何故なら、肩の上のマーテルを見れば何と会話してるかぐらいは周りからもすぐに分かる事だからだ。
「……言い忘れていたが、わしの姿はお主にしか見えんぞ」
はぁ!?心を読み取ったような、マーテルの盛大な後出しに俺は心の中で叫び声をあげてしまう。
「お……お前なぁ……」
「まぁ……まぁ……そう怒るなヒロよ……これにはな、ふか~い理由があるのじゃ」
そう言うと、マーテルは神妙な顔つきで考え込むような仕草を作る。
「ほほぉ……それは……また、どんな理由ですかな?マーテルさん」
深い理由……ねぇ……。
「うむ……それはの……」
「それは?」
「わしは人見知りな上に、人混みがきらいなのじゃ」
さんざん……もったいぶった言い方をしといて……理由はそれかよ。
こういう事には……こういう事には慣れてる方だけどさ、あぁ……くそ……なんか、だんだん腹がたってきたぞ。
「おまえなぁ!いい加減に……」
声を張り上げた瞬間、俺の腹の虫が盛大な音を立てて鳴り響く。
「ヒロ……腹の虫が鳴っておるぞ」
なんだか……馬鹿らしくなってきた。
「怒ったのか?」
「別に……」
「怒っておるな」
「だから、別に……」
目線をマーテルに向けた俺は思わず大きなため息を吐いてしまった。
肩の上でちょこんと正座をし、微かに目を潤ませるような仕草で俺の顔をじっと見つめるマーテルと目が合ってしまったからだ。
「……怒ってないから」
「本当か」
「全然、まったく、これっぽっちも……」
俺が怒っていない事に、安堵したような表情を一瞬見せたマーテルだったが……。
「まぁ……なんだ、元々の原因はお主が鈍感な事なんじゃからな」
さっきまでのしおらしさはどこへ行ったのやら……。
「あぁ……はいはい『俺が悪うございました』これでよろしいですか?お嬢様」
「……まったくなげかわしい。

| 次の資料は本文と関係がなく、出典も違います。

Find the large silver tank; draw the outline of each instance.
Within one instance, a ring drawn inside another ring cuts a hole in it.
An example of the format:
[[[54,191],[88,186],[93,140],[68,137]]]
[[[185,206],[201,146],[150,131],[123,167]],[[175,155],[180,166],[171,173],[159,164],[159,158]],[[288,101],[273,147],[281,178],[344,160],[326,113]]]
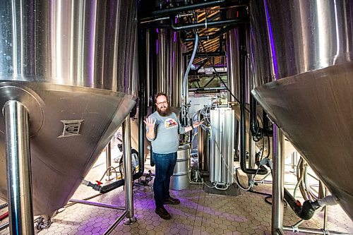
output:
[[[353,2],[251,1],[250,12],[253,94],[352,218]]]
[[[132,0],[0,1],[0,107],[17,100],[30,114],[35,215],[67,203],[135,105],[136,18]],[[6,200],[4,131],[0,120]]]

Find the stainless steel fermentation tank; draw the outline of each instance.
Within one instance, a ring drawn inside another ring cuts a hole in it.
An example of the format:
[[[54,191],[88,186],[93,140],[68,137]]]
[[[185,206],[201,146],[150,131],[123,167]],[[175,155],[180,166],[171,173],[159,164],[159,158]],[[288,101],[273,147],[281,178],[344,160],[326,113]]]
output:
[[[0,16],[0,107],[28,113],[34,214],[50,217],[136,104],[136,1],[6,0]]]
[[[210,111],[211,122],[210,181],[217,185],[233,183],[234,112],[230,108]]]
[[[253,94],[352,219],[353,2],[251,1],[250,13]]]

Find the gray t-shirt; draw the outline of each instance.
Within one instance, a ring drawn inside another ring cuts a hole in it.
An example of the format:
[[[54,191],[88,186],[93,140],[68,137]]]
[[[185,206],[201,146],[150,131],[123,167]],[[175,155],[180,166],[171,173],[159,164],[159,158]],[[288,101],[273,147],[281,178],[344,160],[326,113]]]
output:
[[[155,153],[171,153],[178,151],[179,134],[185,133],[185,127],[180,122],[175,113],[162,116],[156,111],[149,118],[156,120],[155,126],[155,138],[148,139],[152,143],[152,150]],[[148,128],[146,127],[147,131]]]

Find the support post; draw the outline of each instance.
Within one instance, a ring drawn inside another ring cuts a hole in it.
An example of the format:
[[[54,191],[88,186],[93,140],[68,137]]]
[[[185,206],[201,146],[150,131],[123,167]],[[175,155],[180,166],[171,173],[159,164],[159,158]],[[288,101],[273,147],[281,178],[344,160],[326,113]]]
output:
[[[110,167],[112,167],[112,140],[105,147],[105,157],[107,162],[107,176],[108,176],[108,180],[110,180],[110,176],[112,175],[112,170],[110,169]]]
[[[272,234],[282,234],[283,229],[284,198],[284,142],[285,138],[277,125],[273,124],[273,172],[272,202]]]
[[[125,179],[125,205],[128,211],[126,217],[128,219],[124,222],[125,224],[132,224],[136,222],[133,214],[133,195],[132,191],[131,173],[131,145],[130,132],[130,117],[128,116],[123,122],[123,152],[124,152],[124,177]]]
[[[3,114],[10,234],[34,235],[28,112],[20,102],[9,100]]]

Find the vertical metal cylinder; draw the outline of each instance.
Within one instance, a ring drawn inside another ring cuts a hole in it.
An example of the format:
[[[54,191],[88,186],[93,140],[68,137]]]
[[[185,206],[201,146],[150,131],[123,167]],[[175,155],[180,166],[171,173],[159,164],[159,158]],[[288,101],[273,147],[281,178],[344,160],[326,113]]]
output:
[[[284,135],[280,129],[273,125],[273,175],[272,199],[271,234],[280,234],[278,231],[283,227],[284,197]]]
[[[110,176],[112,175],[112,171],[110,170],[110,167],[112,167],[112,142],[109,142],[105,147],[105,157],[107,169],[107,176]]]
[[[128,218],[133,217],[133,195],[132,191],[131,147],[130,140],[130,117],[123,122],[124,176],[125,179],[125,206],[128,213]]]
[[[249,134],[249,168],[255,168],[255,141],[253,140],[253,136],[251,134]],[[254,179],[254,175],[252,174],[248,174],[248,180],[249,185],[251,181]],[[252,187],[251,187],[252,188]]]
[[[10,233],[34,234],[28,112],[16,100],[3,109]]]

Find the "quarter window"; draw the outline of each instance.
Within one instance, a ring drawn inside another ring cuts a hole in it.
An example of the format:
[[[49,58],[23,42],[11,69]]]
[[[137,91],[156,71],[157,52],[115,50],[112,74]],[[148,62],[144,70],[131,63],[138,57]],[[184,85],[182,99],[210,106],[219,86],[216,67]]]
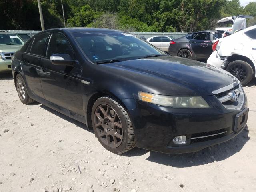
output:
[[[246,31],[244,33],[251,39],[256,39],[256,29]]]
[[[53,54],[68,54],[72,58],[73,51],[68,40],[62,34],[53,34],[51,37],[47,48],[46,57],[50,57]]]
[[[45,43],[48,36],[49,34],[46,34],[36,37],[31,48],[30,53],[43,56],[45,48]]]
[[[170,42],[170,40],[166,37],[162,37],[162,42]]]

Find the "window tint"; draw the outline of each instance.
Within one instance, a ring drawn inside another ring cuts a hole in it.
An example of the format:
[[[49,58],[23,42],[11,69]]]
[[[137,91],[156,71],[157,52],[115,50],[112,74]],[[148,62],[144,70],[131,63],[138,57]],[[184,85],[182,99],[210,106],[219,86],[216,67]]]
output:
[[[246,31],[244,33],[250,38],[256,39],[256,29]]]
[[[199,33],[196,34],[194,39],[198,39],[198,40],[208,40],[208,38],[205,33]]]
[[[45,48],[45,42],[49,34],[44,34],[35,38],[31,48],[30,53],[42,56]]]
[[[221,37],[219,37],[219,34],[218,33],[214,33],[213,34],[213,38],[215,40],[215,39],[218,39],[220,38],[221,38]]]
[[[28,47],[27,48],[27,50],[26,51],[26,53],[29,53],[30,52],[30,50],[31,50],[31,46],[32,46],[32,44],[33,43],[33,42],[34,41],[34,39],[33,39],[32,40],[31,40],[30,42],[29,43],[29,44],[28,44]]]
[[[162,42],[170,42],[170,40],[166,37],[162,37]]]
[[[46,57],[50,57],[55,54],[68,54],[72,58],[73,57],[72,49],[66,38],[62,34],[53,34],[51,37],[47,48]]]
[[[188,36],[186,37],[187,39],[191,39],[193,37],[193,34],[189,35]]]
[[[150,42],[161,42],[161,37],[155,37],[149,41]]]

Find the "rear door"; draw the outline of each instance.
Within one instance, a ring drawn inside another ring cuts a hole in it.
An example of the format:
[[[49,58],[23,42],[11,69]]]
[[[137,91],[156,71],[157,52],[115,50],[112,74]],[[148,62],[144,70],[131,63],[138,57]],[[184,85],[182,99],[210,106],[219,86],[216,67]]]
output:
[[[44,98],[40,78],[43,69],[41,62],[50,33],[37,36],[30,41],[21,61],[27,86],[34,94]]]
[[[161,49],[162,45],[161,41],[161,37],[154,37],[149,40],[149,42],[155,47],[157,47],[159,49]]]
[[[162,37],[162,45],[161,50],[163,51],[168,52],[171,40],[167,37]]]
[[[68,54],[76,60],[75,54],[67,39],[62,34],[53,33],[49,40],[46,56],[42,59],[45,69],[41,76],[44,95],[46,100],[66,109],[84,116],[82,94],[82,66],[78,61],[73,66],[52,64],[53,54]]]
[[[190,45],[196,59],[206,60],[212,52],[211,35],[210,32],[196,33],[189,41]]]

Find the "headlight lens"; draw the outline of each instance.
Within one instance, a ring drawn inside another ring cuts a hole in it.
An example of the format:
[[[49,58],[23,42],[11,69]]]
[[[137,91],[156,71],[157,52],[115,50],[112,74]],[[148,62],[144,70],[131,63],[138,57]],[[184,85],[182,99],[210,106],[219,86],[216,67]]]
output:
[[[168,107],[178,108],[208,108],[209,105],[200,96],[166,96],[139,92],[140,100]]]

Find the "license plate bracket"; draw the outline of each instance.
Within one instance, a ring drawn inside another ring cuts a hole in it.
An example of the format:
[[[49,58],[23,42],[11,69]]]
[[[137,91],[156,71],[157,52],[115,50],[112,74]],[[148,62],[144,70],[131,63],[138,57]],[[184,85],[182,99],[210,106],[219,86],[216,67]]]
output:
[[[238,132],[246,124],[248,114],[249,108],[246,108],[241,112],[236,115],[233,130],[234,132]]]

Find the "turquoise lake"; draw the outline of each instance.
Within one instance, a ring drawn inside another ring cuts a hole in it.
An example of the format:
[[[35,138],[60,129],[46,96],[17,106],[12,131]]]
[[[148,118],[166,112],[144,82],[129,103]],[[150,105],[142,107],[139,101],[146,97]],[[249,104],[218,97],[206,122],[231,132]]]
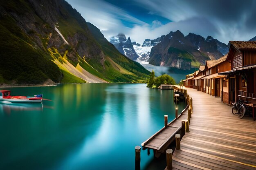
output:
[[[164,115],[170,122],[176,107],[179,113],[185,108],[173,103],[173,91],[146,86],[1,88],[11,95],[43,94],[44,99],[0,104],[0,169],[134,169],[135,146],[164,126]],[[158,169],[150,153],[141,150],[141,170]]]

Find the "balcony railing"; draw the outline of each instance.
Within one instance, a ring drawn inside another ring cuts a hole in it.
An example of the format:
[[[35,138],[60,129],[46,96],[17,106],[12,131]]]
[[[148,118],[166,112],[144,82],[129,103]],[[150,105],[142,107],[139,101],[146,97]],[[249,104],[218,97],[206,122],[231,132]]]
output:
[[[238,90],[238,95],[246,97],[247,97],[247,92],[245,91]]]
[[[246,97],[252,98],[253,99],[256,99],[256,94],[250,93],[249,93],[249,96],[247,96],[247,92],[245,91],[238,90],[238,95],[240,96],[243,96]]]

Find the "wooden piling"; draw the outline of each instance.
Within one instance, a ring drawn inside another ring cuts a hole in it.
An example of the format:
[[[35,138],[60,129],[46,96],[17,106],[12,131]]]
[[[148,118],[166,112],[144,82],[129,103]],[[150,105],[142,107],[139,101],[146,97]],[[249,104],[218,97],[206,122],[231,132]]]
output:
[[[168,124],[168,115],[164,115],[164,127],[165,128],[167,127],[167,125]]]
[[[176,119],[178,118],[178,108],[176,108],[175,109],[175,117],[176,117]]]
[[[140,150],[139,146],[135,147],[135,170],[140,170]]]
[[[176,141],[176,149],[180,149],[180,135],[176,134],[175,135],[175,140]]]
[[[191,97],[191,110],[192,110],[193,109],[193,99],[192,97]]]
[[[190,109],[190,108],[189,108],[188,110],[188,116],[189,119],[191,119],[192,118],[191,116],[191,109]]]
[[[185,126],[185,121],[182,120],[181,121],[181,132],[180,134],[181,135],[181,137],[182,138],[185,135],[186,132],[186,126]]]
[[[186,126],[185,126],[186,128],[186,132],[189,132],[189,121],[186,121]]]
[[[173,169],[173,150],[168,149],[166,151],[166,158],[167,170]]]

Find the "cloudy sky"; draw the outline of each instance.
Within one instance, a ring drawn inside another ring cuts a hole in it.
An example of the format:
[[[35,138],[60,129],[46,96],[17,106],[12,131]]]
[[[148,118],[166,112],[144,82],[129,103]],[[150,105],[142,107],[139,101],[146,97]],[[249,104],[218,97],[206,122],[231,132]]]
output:
[[[256,36],[256,0],[66,0],[109,40],[122,33],[141,44],[177,29],[226,44]]]

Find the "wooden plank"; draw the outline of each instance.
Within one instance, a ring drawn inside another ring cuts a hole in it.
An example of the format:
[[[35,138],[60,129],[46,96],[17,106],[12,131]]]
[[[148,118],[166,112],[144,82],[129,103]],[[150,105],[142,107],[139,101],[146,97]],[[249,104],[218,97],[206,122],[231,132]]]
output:
[[[174,151],[173,167],[256,169],[256,122],[248,117],[239,119],[220,98],[187,90],[193,99],[190,132]]]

わしをいったい誰だと思っておるのか……」
実際、お前っていったいなんなんだよ……。
ぶつくさ言っているマーテルを見ながら、俺はこれからどうしようか……漠然とそんな事を考えていた。
差後まで読んでくださりありがとうございます。
しばらくこのやりとりでストーリーが進んでいきます。